Um den Fortschritt der Medizin zu gewährleisten, darf nicht nur auf Lehrbuchwissen zurückgegriffen werden, sondern es muss mittels stetiger Forschung versucht werden, die Grenzen des aktuellen Wissens kontinuierlich zu erweitern. Die Wissenschaft darf aber nicht nur für aktiv forschende ÄrztInnen eine Rolle spielen, sondern sollte – zumindest in Grundzügen – für alle klinisch tätigen ÄrztInnen ein besonderes Handwerkszeug sein, das befähigt, Forschungsergebnisse und neue Publikationen (kritisch) zu bewerten, gute Studien von schlechten zu unterscheiden bzw. Entscheidungen evidenzbasiert treffen zu können. Die Wissenschaft stellt somit unbestritten eine ärztliche Kernkompetenz dar und ist demnach auch ein Steckenpferd der Jungen Gyn.

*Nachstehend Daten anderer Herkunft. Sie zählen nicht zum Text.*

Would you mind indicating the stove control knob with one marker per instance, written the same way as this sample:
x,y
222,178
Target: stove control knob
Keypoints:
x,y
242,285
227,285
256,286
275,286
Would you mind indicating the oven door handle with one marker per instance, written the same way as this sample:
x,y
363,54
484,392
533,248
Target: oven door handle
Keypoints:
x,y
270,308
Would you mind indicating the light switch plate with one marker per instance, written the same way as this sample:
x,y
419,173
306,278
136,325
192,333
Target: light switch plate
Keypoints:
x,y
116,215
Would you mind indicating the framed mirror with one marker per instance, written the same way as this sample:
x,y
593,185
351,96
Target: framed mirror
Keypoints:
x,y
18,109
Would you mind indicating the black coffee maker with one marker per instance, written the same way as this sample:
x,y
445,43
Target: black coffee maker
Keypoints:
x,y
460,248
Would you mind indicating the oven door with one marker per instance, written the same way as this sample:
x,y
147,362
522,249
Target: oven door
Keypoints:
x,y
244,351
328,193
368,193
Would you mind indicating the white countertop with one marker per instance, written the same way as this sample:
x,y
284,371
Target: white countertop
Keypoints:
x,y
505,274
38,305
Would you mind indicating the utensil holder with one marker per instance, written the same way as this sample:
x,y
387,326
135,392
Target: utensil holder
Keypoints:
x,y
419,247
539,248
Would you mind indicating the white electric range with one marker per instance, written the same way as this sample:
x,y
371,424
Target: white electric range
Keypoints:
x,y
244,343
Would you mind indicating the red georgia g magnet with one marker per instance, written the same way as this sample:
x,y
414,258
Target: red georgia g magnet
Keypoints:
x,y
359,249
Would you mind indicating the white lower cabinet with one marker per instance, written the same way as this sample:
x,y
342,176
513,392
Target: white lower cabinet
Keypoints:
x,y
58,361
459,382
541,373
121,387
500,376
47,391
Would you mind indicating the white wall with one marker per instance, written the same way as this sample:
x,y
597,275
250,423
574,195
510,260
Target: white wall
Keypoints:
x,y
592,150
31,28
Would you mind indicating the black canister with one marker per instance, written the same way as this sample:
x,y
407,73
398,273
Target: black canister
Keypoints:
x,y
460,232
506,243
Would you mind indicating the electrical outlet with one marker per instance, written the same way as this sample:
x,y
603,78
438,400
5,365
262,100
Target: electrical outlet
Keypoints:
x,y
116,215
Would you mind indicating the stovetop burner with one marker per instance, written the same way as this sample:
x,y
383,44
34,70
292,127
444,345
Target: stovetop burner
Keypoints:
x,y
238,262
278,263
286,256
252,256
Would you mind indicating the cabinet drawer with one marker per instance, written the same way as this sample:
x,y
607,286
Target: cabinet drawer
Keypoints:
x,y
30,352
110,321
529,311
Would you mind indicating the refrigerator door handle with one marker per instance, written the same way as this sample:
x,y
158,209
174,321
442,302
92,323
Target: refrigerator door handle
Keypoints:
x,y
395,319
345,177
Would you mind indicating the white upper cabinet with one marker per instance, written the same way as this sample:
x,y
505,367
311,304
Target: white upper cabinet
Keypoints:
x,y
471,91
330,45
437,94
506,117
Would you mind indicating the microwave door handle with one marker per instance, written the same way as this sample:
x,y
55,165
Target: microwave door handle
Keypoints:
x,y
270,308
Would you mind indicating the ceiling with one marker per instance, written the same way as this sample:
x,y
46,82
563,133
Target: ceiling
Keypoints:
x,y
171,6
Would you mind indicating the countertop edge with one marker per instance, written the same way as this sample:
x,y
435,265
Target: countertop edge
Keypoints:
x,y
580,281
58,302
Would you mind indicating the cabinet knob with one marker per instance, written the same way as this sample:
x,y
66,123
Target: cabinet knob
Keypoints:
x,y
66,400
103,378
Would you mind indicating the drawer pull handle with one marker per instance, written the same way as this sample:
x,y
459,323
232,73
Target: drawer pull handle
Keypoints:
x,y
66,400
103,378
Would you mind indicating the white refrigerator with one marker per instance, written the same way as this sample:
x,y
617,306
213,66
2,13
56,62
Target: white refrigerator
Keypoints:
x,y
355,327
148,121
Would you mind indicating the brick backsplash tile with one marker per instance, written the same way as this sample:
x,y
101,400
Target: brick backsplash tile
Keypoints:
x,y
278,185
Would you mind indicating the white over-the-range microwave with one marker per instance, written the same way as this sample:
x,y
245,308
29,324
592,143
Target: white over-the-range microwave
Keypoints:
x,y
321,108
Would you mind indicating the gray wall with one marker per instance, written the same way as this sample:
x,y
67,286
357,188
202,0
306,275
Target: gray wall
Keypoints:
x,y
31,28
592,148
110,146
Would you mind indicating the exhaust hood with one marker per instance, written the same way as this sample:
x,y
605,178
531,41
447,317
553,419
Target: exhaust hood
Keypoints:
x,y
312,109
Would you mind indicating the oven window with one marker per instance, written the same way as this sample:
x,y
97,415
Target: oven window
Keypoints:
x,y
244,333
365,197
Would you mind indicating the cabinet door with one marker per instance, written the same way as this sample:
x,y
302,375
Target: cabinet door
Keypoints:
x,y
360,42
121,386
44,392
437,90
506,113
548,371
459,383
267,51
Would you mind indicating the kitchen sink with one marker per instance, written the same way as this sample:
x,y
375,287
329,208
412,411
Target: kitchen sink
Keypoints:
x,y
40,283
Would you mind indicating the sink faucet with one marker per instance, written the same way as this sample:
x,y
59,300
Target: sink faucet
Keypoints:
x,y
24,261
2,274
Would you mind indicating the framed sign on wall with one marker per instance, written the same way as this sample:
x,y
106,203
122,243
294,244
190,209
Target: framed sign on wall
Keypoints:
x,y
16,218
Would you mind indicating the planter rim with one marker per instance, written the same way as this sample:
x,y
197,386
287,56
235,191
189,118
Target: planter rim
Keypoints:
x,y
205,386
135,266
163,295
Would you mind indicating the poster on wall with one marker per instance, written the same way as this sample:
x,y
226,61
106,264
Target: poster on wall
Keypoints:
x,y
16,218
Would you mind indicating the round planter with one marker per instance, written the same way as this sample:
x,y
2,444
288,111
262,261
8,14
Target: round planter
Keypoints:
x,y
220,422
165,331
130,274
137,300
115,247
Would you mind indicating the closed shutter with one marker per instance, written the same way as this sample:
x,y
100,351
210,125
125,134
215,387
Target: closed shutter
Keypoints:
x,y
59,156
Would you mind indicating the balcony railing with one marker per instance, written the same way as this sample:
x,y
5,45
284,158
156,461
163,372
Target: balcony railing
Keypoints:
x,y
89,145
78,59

In ihrem Focus auf Wissenschaft beleuchtet die Junge Gyn nicht nur klinisch relevante „Landmark-Studien“ (kritisch) in GYN-AKTIV, sondern bietet auch eine Plattform an, mit deren Hilfe sich junge WissenschaftlerInnen untereinander vernetzen und einen Einblick in aktuelle Forschungsprojekte geben können. In diesem Sinne freut es mich sehr, anlässlich des Welt-Down-Syndrom-Tages am 21. 3. 2020 im Folgenden die derzeit in Wien etablierte TriO-Studie vorzustellen.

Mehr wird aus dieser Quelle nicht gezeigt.